Tips to avoid malware in the Google Play Store
As we have seen, not even in the official store itself are we free to download a game or application that later turns out to hide something dark. However, we can follow certain guidelines with which to prevent, to a greater degree, ending up prisoner of the networks of cybercriminals.
- For example, the first thing we have to do is, always, read the comments Above all, take a good look at all those people who Give them just one star and see what they say. If it also has 5 stars, beware, this can be a trick. Many applications and games promise extras and benefits to users who rate them with the highest score.
- If you're not sure about an application, find out who created and developed it.

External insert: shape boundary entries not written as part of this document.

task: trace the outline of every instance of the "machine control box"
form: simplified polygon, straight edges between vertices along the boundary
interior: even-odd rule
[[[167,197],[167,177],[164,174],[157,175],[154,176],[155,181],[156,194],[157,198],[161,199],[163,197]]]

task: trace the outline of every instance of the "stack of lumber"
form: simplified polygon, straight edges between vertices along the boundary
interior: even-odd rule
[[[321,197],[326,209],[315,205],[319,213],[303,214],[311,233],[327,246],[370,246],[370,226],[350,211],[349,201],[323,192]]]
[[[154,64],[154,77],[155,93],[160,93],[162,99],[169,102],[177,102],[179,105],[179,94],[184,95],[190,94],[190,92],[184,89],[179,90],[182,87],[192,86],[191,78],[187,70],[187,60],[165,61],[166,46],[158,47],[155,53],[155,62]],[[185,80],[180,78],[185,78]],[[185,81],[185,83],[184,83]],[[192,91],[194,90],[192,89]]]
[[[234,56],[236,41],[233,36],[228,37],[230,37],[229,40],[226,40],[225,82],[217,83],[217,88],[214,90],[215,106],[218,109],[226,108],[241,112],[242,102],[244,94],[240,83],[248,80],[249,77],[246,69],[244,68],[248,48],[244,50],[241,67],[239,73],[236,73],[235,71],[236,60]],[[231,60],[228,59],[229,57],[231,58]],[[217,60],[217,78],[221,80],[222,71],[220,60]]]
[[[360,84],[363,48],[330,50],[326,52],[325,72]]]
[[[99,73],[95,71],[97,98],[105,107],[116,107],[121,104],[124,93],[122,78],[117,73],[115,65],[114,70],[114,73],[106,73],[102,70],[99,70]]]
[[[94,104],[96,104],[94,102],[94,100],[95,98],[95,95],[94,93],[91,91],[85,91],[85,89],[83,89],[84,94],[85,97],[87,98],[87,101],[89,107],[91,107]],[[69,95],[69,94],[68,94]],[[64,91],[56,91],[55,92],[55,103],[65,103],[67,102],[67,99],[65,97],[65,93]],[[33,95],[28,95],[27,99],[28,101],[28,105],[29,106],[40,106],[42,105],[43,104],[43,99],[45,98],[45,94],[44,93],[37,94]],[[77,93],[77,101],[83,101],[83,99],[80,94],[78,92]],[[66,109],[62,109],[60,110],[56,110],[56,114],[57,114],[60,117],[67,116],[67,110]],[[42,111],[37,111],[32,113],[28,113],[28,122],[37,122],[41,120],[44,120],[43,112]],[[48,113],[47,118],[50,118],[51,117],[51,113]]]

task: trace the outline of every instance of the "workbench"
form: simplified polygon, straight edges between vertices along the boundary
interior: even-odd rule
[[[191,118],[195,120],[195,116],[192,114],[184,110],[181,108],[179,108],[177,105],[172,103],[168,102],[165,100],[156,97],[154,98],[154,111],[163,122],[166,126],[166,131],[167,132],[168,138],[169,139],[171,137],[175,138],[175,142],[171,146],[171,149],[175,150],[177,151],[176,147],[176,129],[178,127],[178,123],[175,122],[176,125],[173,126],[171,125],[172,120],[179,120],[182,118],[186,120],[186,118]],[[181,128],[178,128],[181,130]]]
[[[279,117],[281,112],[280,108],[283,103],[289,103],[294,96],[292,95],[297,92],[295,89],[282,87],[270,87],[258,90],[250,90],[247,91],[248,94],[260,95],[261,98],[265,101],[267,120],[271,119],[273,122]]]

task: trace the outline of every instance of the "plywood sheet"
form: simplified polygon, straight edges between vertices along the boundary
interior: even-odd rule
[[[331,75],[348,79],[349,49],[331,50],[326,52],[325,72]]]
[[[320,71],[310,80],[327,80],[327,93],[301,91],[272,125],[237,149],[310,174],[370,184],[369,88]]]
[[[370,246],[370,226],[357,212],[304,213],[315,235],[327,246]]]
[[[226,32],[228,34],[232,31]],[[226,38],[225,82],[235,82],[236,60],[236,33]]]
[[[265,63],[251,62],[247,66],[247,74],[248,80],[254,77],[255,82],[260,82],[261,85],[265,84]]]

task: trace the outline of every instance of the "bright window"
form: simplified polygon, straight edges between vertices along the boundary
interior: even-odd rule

Then, search for the company online. If it doesn't give you a good feeling, if suspicious or negative comments have appeared when searching for the company, don't download it.
- Another good advice we can give you is to don't download feature apps that you already have available on your phone by system, such as flashlight apps. Also, if you download a flashlight app and it asks for your permission to read your network information or read your personal messages, be wary immediately. Why would you need a camera app, for example, to access your personal call history? If the app asks you for permissions to do things that aren't its own, don't download it.